Operators completed 34 wells in Kansas last week. Independent Oil and Gas Service reports 15 of those were west of Wichita, including one in Barton County and one in Stafford County.

Government crude purchases for the SPR continue as commercial stockpiles drop. Weekly inventory data from the Energy Information Administration show the government bought another 600,000 barrels of crude last week in its ongoing effort to refill the Strategic Petroleum Reserve. The Energy Department sold off about half of our strategic reserves to stave off big price increases after Russia invaded Ukraine.US commercial crude-oil stockpiles dropped by more than two and a half million barrels last week to 457 million as of May 10. That's about four percent below the five year average for this time of year.

EIA reported a drop in US crude production for the third week in a row. Domestic operators pumped 13,117,000 barrels per day in the week through May 10. Seasonal declines in production in Alaska account for the difference of 4,000 barrels a day from a week ago, and more, bigger differences from the last several weeks. Output has topped 13.1 million barrels a day in each of the last 16 weekly reports, and in 30 out of the last 31.Tens of thousands of acres are charred in the province of Alberta, where wildfires spurred evacuations in the heart Canada's oil-sands industry. According to CBC News, more than 50 wildfires raged in Alberta by Tuesday (5/14). A provincial agency called Alberta Wildfire said the blazes grew dramatically a week earlier, when the sun came out, the humidity dissipated, and the winds shifted. No injuries have been reported.

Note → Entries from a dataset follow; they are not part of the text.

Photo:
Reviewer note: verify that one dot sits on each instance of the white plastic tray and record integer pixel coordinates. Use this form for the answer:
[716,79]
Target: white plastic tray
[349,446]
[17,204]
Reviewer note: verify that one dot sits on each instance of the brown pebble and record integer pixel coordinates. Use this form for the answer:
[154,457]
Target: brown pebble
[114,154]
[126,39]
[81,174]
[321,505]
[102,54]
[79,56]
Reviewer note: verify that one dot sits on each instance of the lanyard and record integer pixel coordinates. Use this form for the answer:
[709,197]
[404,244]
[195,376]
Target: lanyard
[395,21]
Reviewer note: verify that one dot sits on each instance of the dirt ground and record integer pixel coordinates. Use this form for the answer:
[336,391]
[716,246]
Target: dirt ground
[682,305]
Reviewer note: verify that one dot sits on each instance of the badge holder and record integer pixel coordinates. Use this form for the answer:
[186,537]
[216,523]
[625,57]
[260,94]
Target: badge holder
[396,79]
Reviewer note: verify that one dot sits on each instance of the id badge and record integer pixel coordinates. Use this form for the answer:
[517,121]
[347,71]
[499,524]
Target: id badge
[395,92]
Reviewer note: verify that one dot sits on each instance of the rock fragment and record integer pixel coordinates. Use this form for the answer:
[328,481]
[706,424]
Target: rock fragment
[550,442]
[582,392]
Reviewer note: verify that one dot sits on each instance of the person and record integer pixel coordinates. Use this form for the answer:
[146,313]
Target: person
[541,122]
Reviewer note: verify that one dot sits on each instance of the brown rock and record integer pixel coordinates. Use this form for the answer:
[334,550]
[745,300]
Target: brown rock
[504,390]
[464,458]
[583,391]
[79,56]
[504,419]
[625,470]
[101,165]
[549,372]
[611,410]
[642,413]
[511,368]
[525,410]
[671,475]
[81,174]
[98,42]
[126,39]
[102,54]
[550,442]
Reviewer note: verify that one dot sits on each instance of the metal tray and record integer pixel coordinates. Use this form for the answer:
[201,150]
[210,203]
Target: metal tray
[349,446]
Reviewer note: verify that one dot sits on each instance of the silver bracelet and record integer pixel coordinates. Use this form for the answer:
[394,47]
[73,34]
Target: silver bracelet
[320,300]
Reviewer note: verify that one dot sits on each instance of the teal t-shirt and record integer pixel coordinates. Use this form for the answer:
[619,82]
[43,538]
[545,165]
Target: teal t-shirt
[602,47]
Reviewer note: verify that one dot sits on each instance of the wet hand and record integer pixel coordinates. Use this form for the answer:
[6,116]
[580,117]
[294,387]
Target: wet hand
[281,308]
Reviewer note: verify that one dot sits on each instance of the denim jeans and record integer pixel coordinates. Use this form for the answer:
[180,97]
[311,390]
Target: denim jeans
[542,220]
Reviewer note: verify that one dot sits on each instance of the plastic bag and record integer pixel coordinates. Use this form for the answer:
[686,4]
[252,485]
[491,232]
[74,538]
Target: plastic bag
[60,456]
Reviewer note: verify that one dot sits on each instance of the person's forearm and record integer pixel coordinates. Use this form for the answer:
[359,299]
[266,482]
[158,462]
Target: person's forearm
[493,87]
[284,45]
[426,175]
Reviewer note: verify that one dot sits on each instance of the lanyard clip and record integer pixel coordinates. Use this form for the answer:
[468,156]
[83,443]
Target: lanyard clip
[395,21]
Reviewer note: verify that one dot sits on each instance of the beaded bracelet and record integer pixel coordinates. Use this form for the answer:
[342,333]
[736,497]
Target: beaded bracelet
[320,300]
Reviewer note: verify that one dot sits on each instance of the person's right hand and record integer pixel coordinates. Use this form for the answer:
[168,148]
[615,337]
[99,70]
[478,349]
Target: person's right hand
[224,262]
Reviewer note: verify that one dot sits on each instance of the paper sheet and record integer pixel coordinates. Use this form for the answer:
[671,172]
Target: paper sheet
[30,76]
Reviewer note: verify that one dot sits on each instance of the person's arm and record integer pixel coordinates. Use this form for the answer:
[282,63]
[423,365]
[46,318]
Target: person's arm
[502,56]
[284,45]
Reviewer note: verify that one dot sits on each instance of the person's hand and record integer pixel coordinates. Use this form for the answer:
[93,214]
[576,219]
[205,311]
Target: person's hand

The government reported another increase in wells drilled but uncompleted (DUC) in the nation's major shale basins. That hasn't happened for two months in a row since March of last year. It means operators drilled more wells than they completed in the seven shale basins tracked by the government. With DUCs, operators can quickly ramp up production when prices rise. The Energy Information Administration reports a total of 4,510 DUCs nationwide in April, an increase of six wells over March. The March tally was up nine wells from February. The U.S. is a net petroleum exporter, but we import more crude oil that we ship out. The difference went up last week, following several weeks of declines. The Energy Information Administration reports crude imports topped exports by 2.6 million barrels a day in the week through May 10th. Domestic crude exports were down by 333-thousand barrels to 4.1 million barrels a day. Crude imports averaged 6.7 million barrels a day, down about a quarter million barrels from a week ago. The four week average for crude exports and imports are each up about seven percent from a year ago.

Petroleum product exports top imports by nearly 4.3 million barrels a day.  Product imports are down more than 13% week over week, while exports dropped about ten percent.